Et c’est peu dire. Devant le bouillonnement d’un cerveau préoccupé par le Fleuve Manche et
son histoire (comment peut-on en arriver là ?!), l’outil informatique et la technologie tout
entière s’acharnent pour irrémédiablement ralentir et perturber votre travail ! Que de crises de
nerfs face à un plantage en bonne et due forme de votre meilleur ami l’ordinateur !! Que de
temps perdu à faire et refaire des choses déjà faites ! Néanmoins, je remercierais les sauveurs,
ceux qui savent comment parler à un ordinateur (ça aussi c’est fou !), vous retrouvez des
données que vous croyez perdues à jamais (dingue !), ou ceux encore ayant le courage de
vous avouer qu’il n’y a plus à rien à espérer (courageux…) ! Car la thèse, c’est ça : des
moments d’espoir, des moments de doute profond, de découragement même. Mais c’est aussi
et surtout un moment de votre vie où le temps vous est donné pour réfléchir. Quel privilège !
Prendre le temps de réfléchir. A tout, à rien. Sur tout, sur rien. Réfléchir, se poser des
questions sur le monde qui nous entoure, sur la Nature, son évolution. Voilà ce qu’ont été ces
3 dernières années. Beaucoup voient une telle démarche inutile, les maîtres mots du moment
étant production, rentabilité, utilité. Faire des choses rentables et utiles, voilà ce qu’il faut
faire aujourd’hui soi-disant ! Pour ma part, j’ai eu la possibilité de m’intéresser à l’histoire du
Vieux Continent. Pour quoi faire ? Rien ! En tout cas du point de vue de ceux qui considèrent
le monde comme une grande entreprise. Tout autre chose pour ceux qui sont sensibles à
l’environnement dans lequel ils évoluent, veulent comprendre le pourquoi du comment, et
dont les réponses aux questions (existentielles vous avez dit ?!) ne sont jamais satisfaisantes
(vous en déduirez que je positionne ces deux camps comme antagonistes, j’assume !). Dès
lors, en plus de remercier les gens qui m’ont aidé tout au long de cette thèse, je remercierai
aussi les personnes qui m’ont permis d’arriver jusqu’à cette expérience si particulière et
constructive, tant sur le plan professionnel que personnel.
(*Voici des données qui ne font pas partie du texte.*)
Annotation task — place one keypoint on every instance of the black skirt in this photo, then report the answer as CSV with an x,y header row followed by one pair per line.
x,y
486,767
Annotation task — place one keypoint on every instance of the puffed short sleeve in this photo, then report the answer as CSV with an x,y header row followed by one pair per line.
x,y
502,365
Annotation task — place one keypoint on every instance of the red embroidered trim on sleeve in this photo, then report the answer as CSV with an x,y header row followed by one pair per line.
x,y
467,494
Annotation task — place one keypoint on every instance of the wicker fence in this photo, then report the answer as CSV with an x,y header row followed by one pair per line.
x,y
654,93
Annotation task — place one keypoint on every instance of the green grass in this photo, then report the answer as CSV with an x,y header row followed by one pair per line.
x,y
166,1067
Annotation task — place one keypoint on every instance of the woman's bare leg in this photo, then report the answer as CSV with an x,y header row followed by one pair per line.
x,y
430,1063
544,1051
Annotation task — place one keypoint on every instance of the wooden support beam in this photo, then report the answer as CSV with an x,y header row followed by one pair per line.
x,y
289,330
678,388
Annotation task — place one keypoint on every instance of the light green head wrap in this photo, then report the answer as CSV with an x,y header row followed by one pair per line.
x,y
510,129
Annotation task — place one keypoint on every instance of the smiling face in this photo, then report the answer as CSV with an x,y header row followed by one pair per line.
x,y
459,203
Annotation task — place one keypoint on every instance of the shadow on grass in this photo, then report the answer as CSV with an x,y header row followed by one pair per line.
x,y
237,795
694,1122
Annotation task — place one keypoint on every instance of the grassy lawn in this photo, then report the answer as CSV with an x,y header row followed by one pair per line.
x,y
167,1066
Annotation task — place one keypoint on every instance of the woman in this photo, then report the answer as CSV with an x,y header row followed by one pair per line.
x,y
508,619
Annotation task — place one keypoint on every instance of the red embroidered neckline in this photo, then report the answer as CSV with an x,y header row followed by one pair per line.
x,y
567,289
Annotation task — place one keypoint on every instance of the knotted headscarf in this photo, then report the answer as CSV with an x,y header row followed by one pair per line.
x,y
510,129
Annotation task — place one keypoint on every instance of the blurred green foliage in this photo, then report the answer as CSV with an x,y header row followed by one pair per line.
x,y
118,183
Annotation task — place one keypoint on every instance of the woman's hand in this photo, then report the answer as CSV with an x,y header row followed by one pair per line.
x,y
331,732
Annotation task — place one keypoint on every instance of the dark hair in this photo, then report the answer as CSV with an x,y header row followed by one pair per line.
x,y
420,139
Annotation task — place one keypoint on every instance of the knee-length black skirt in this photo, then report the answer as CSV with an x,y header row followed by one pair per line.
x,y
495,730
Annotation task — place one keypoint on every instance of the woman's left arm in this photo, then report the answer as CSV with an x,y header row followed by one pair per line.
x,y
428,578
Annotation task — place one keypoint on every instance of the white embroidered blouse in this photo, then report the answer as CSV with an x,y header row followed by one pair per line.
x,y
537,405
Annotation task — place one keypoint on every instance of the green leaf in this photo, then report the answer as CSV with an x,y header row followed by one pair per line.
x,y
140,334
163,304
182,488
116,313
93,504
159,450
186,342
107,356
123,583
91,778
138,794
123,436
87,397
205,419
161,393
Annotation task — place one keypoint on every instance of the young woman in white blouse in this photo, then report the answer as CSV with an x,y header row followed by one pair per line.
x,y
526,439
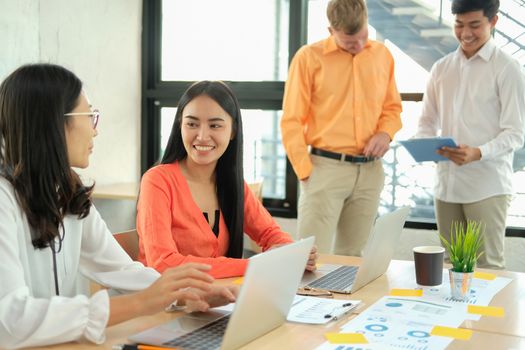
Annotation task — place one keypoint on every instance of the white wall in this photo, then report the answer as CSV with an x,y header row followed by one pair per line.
x,y
99,40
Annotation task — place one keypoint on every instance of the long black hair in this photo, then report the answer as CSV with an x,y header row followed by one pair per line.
x,y
229,170
33,156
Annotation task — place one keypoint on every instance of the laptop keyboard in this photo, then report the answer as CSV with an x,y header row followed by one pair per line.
x,y
208,337
338,280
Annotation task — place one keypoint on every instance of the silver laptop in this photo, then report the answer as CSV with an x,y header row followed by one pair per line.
x,y
378,252
269,286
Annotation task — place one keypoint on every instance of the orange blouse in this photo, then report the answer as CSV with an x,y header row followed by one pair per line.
x,y
173,230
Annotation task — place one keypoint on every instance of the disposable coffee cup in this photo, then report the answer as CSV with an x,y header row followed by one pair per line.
x,y
428,261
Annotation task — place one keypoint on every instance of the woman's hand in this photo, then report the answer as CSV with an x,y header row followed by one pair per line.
x,y
183,283
312,260
217,296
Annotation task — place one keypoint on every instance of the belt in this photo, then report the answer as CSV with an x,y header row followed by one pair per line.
x,y
341,156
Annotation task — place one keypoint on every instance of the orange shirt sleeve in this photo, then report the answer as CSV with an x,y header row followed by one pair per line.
x,y
259,224
390,120
296,103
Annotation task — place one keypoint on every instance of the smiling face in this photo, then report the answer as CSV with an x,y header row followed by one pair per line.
x,y
206,130
473,30
79,132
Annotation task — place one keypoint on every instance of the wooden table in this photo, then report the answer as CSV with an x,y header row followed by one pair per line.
x,y
488,333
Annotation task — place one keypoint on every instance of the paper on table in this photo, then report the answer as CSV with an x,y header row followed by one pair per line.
x,y
319,310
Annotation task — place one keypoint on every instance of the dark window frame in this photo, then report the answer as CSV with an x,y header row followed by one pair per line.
x,y
258,95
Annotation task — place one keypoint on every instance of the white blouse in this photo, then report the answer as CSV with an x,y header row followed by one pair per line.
x,y
479,102
30,312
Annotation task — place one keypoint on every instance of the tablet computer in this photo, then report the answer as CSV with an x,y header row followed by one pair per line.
x,y
424,149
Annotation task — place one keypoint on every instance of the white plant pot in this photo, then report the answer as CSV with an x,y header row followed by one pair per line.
x,y
460,284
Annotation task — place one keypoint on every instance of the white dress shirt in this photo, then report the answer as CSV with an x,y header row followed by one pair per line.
x,y
30,312
480,102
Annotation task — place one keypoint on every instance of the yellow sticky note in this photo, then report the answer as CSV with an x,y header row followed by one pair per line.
x,y
456,333
406,292
346,338
494,311
484,275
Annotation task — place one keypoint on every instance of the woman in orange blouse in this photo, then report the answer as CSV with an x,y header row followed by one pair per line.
x,y
195,205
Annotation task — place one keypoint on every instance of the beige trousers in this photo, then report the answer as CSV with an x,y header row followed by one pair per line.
x,y
338,204
492,212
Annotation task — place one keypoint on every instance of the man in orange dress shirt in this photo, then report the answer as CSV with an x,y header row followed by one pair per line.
x,y
341,101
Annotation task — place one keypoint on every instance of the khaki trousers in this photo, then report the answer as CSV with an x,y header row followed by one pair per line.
x,y
492,212
338,204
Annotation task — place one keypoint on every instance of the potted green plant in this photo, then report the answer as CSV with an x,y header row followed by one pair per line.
x,y
463,251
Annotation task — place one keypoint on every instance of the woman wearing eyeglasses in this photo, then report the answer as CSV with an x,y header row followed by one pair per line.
x,y
50,233
195,205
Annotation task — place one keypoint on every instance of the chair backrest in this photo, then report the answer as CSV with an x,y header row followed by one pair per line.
x,y
129,241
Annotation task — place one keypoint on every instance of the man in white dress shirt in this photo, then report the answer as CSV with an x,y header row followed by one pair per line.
x,y
477,96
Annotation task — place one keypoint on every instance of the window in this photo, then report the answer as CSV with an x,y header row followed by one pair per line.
x,y
250,43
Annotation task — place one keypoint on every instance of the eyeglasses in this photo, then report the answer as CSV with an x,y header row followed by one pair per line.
x,y
94,116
Car pour ceux qui se posent des
questions sur tout, tout le temps et partout et qui, de fait, doutent jusqu’au plus profond d’eux-
mêmes des décisions prises et du sens de leur existence, la thèse est un formidable moyen
d’avancer sur soi tout en tirant profit de cette matière grise trop sollicitée. Mais passons aux
remerciements car comme je l’ai laissé entendre dans les lignes précédentes, et comme
l’illustre V.H. (!!) l’a si bien résumé, je tiens à exprimer ici ma reconnaissance à ceux qui,
par leur soutien, leurs conseils, aides et encouragements ont contribué, de près ou de loin, à
la concrétisation de ce travail.
Commençons par les tuteurs,
Merci à Sébastien Zaragosi de m’avoir proposé ce sujet de thèse et de m’avoir ensuite laissé
une liberté quasi-totale durant ces 3 années passées à re-découvrir et poursuivre son travail de
thèse. Ce climat de confiance a grandement facilité mon travail. Merci également d’avoir
accepté ma lente transition Cadix - Gascogne (!), facilité mes recherches en m’évitant bien
des fois la paprasserie administrative, permis des collaborations rapides à l’origine de
certaines des analyses présentées ici ou encore soutenu pour les enseignements. Merci
Toucanne-2008 Remerciements
également d’avoir été si disponible et d’entendre mes interrogations, tant scientifiques
qu’existentielles ! Nos discussions à ce sujet, malgré nos avis parfois divergents, n’ont jamais
entaché nos relations. Par contre ne me laisses plus jamais, je t’en supplie, de messages sur
mon répondeur pendant mes vacances en me disant, alors qu’il est 16h30 un vendredi (c’est
arrivé 2 fois…et sur des sujets que je savais sensible !): « salut Samuel, c’est Seb, rappelles-
moi à la fac, c’est urgent ». C’est un coup à me donner un ulcère ça…surtout quand on écoute
le message à 19h !
Merci à Michel Cremer d’avoir accepté d’être mon directeur de thèse officiel après avoir
supervisé mon Master 2. Beaucoup de discussions, de questionnements, de remise en
questions, de doutes et…jamais de certitudes ! Tu m’as convaincu, entre autres, de calculer
des flux sédimentaires…tu as du t’en mordre les doigts vu le nombre de fois où je t’ai embêté
à ce sujet. Par contre je suis déçu de ne pas avoir convaincu ta femme, qui semble être tombé
sur une ébauche d’un de mes articles chez toi, qu’il était important de réfléchir à l’histoire
passée des calottes de glace !!! Merci Michel pour ta sincérité et l’intérêt porté à mes travaux !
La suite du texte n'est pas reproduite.